The susceptibility of stainless steel (SS) to corrosion can necessitate the use of an effective surface coating for application in various industries. In this study, the lath-like structure of aluminium oxide (Al2O3) has been successfully synthesized via a sol–gel process using the ionic liquid, 1-hexyl-3-methylimidazolium hexafluorophosphate. The uniform alumina lath-like structures with a diameter of 105 ± 22 nm and length of 340 ± 66 nm were characterized with various techniques, including X-ray diffraction (XRD), transmission electron microscope (TEM), field emission scanning electron microscopy (FE-SEM), and X-ray photoelectron spectroscopy (XPS). Furthermore, the alumina nanoparticles were functionalized with a silane compound. Composite of reduced graphene oxide (rGO), functionalized Al2O3, and polyvinylidene fluoride (rGO/Al2O3–PVDF) with Al2O3 concentration of 1 wt.% was successfully prepared. The composites were then characterized and utilized for SS protection in a saline solution (3.5% NaCl). Excellent corrosion resistance was conferred to the SS surface using the rGO/Al2O3–PVDF coating with 1% Al2O3 (rGO/Al2O3–1.0–PVDF), which outperformed the other coatings, as indicated by electrochemical characterization using electrochemical impedance spectroscopy (EIS) and potentiodynamic polarization (PDP).
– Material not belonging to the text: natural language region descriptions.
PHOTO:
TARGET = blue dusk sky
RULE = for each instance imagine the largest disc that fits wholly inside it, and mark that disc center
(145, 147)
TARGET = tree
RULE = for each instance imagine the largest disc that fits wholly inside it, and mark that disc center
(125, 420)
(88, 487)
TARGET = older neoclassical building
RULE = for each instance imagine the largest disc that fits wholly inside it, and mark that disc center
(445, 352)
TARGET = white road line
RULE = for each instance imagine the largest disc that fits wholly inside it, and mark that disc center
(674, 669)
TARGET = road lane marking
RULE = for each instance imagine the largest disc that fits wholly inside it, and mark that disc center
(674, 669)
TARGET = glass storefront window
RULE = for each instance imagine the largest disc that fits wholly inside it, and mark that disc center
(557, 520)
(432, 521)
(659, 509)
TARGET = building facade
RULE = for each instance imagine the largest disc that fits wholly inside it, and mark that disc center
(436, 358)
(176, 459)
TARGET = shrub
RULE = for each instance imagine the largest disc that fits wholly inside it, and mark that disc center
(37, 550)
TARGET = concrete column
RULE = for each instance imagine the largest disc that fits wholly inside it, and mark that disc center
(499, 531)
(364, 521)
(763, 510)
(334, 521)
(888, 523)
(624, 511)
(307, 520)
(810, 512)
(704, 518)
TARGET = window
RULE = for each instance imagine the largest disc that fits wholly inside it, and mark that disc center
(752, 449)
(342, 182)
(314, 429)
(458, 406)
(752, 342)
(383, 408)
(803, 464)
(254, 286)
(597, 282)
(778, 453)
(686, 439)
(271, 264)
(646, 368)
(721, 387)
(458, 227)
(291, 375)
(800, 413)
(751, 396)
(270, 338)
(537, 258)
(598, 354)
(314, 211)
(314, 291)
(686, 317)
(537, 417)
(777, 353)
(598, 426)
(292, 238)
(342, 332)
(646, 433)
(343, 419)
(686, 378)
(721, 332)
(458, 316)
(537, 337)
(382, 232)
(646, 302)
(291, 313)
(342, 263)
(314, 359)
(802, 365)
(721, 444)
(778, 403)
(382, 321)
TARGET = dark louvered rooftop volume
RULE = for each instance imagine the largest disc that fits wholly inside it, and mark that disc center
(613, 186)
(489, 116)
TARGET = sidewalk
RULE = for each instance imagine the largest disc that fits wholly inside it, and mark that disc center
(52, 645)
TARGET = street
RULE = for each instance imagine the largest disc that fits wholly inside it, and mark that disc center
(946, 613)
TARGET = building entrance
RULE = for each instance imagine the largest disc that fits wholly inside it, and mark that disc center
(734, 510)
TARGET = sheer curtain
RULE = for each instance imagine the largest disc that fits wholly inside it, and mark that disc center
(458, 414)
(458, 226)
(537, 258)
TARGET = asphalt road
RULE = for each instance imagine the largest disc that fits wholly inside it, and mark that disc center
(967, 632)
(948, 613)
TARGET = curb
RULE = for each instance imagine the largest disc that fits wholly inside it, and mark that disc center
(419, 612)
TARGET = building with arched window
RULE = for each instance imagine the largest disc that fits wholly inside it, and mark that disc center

The water contact angle of rGO/Al2O3–1.0–PVDF-coated SS was 142.5°, demonstrating good hydrophobicity. The protection mechanism was clarified using both electrochemical and surface characterizations. The remarkable protection performance of rGO/Al2O3–1.0–PVDF is related to the control of charge transfer at the SS/electrolyte interface, which prevents alloy dissolution. Furthermore, the presence of Al2O3 passivates any graphene defects that may be present, which further reduces the corrosion rate, thus providing enhanced protection compared to the rGO/PVDF and neat PVDF coatings.